Huge thanks to our Platinum Members Endace and LiveAction,
and our Silver Member Veeam, for supporting the Wireshark Foundation and project.

Wireshark-dev: Re: [Wireshark-dev] When did autotools started to use AM_CPPFLAGS

From: Jaap Keuter <jaap.keuter@xxxxxxxxx>
Date: Mon, 11 Mar 2013 23:24:45 +0100
Hi,

Well then you could say that it has sufficiently aged, so to speak :)

Thanks,
Jaap

On 03/11/2013 02:35 PM, David Arnold wrote:
> On 11/03/2013, at 2:18 PM, Jaap Keuter wrote:
> 
> Hi Jaap,
> 
>> I know it's a synonym, and I know the autotools guys push for it, and I'm all for it, but...
>> We have to have an idea what we break, on any of the platforms Wirehark is build for, if we do this.
>> So therefore my question how far back this symbiotic existence of INCLUDES and CPPFLAGS goes.
> 
> Looks like it was introduced in automake-1.4.  Quoting from the NEWS file:
> 
> * Added `AM_FOOFLAGS' variable for each compiler invocation;
>   e.g. AM_CFLAGS can be used in Makefile.am to set C compiler flags
> 
> automake-1.5's documentation includes the same statement about INCLUDES being deprecated in favour of AM_CPPFLAGS as the latest docs do.
> 
> 
> 
> d
> 
>> On 2013-03-11 12:00, David Arnold wrote:
>>> On 11/03/2013, at 8:10 AM, Jaap Keuter wrote:
>>> Hi Jaap,
>>>> ref bug 8452.
>>>> When did autotools started to use AM_CPPFLAGS, which are now favorable over
>>>> INCLUDE? Do we break anything with this cleanup?
>>> (I submitted the bug)
>>> The automake documentation says:
>>>  INCLUDES
>>>  This does the same job as AM_CPPFLAGS (or any per-target
>>>  _CPPFLAGS variable if it is used).
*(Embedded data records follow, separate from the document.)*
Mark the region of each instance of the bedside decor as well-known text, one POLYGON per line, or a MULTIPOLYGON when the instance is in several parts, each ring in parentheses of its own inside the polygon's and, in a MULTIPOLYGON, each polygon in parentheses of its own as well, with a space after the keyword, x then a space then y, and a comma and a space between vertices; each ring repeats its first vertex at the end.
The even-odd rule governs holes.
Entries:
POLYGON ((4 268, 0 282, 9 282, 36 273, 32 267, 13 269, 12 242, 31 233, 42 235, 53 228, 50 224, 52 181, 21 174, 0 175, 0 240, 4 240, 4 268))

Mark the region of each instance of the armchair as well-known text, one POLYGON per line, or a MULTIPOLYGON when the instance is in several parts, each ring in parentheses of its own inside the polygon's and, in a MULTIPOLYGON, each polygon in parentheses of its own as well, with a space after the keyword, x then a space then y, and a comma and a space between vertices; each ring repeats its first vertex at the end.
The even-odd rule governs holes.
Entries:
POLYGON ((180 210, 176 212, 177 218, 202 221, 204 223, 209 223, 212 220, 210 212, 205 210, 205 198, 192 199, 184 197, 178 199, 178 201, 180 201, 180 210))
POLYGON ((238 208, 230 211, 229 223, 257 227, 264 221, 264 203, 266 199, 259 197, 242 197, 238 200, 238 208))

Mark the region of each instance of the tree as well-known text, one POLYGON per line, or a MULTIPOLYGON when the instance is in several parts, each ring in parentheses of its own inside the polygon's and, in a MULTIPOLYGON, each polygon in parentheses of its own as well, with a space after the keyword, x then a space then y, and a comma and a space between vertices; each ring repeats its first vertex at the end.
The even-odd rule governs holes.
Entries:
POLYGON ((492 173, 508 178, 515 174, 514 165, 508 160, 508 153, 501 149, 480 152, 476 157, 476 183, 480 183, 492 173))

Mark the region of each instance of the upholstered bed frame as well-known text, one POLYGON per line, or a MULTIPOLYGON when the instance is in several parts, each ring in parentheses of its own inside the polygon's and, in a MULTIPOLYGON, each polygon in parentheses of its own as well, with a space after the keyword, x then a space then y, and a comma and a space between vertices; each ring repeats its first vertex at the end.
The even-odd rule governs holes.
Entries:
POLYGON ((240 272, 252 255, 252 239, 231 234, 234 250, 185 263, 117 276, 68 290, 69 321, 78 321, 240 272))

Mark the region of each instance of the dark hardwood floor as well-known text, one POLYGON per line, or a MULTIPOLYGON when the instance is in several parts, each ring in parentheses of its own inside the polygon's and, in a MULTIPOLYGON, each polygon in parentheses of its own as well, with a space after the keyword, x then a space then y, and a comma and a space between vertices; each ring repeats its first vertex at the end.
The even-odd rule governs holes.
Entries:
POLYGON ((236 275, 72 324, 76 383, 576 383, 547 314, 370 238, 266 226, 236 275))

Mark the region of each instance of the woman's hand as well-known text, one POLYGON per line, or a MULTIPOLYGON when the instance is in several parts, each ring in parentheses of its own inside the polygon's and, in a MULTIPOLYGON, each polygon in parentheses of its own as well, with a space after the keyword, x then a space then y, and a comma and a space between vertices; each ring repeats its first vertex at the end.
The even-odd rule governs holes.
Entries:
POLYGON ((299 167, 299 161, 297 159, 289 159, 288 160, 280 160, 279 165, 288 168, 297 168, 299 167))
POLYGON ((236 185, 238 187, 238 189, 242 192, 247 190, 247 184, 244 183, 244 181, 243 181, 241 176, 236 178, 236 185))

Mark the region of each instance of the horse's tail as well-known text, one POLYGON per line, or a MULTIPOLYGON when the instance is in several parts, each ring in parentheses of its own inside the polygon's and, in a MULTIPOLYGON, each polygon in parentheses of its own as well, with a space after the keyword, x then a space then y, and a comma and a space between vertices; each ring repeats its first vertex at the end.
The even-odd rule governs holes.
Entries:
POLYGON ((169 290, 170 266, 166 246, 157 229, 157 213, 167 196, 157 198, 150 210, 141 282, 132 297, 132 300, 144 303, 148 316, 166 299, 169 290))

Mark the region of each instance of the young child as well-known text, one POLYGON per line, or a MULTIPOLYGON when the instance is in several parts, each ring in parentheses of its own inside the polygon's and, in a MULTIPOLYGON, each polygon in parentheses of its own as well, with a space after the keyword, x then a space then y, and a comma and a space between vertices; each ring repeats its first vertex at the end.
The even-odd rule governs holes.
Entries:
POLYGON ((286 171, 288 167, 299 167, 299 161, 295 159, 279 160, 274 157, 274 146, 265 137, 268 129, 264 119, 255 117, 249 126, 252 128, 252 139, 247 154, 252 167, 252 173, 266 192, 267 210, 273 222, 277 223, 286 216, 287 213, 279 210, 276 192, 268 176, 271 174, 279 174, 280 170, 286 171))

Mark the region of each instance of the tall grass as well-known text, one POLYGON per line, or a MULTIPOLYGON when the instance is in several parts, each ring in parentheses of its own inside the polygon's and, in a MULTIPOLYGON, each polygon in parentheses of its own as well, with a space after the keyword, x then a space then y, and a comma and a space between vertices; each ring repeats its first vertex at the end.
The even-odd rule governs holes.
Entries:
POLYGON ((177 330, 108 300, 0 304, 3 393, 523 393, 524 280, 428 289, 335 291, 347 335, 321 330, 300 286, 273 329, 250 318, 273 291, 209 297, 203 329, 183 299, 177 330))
It is an older name for
>>>  the same functionality. This variable is deprecated; we
>>>  suggest using AM_CPPFLAGS and per-target _CPPFLAGS instead.
>>> On that basis, I believe they're synonyms, and the automake folks are
>>> pushing everyone towards the AM_* style variables.
>>> I see the annoying logspew using OSX with MacPorts and
>>> automake-1.13.1 (and I *think* on Debian/testing as well, but that box
>>> is inaccessible right now, so I cannot confirm that).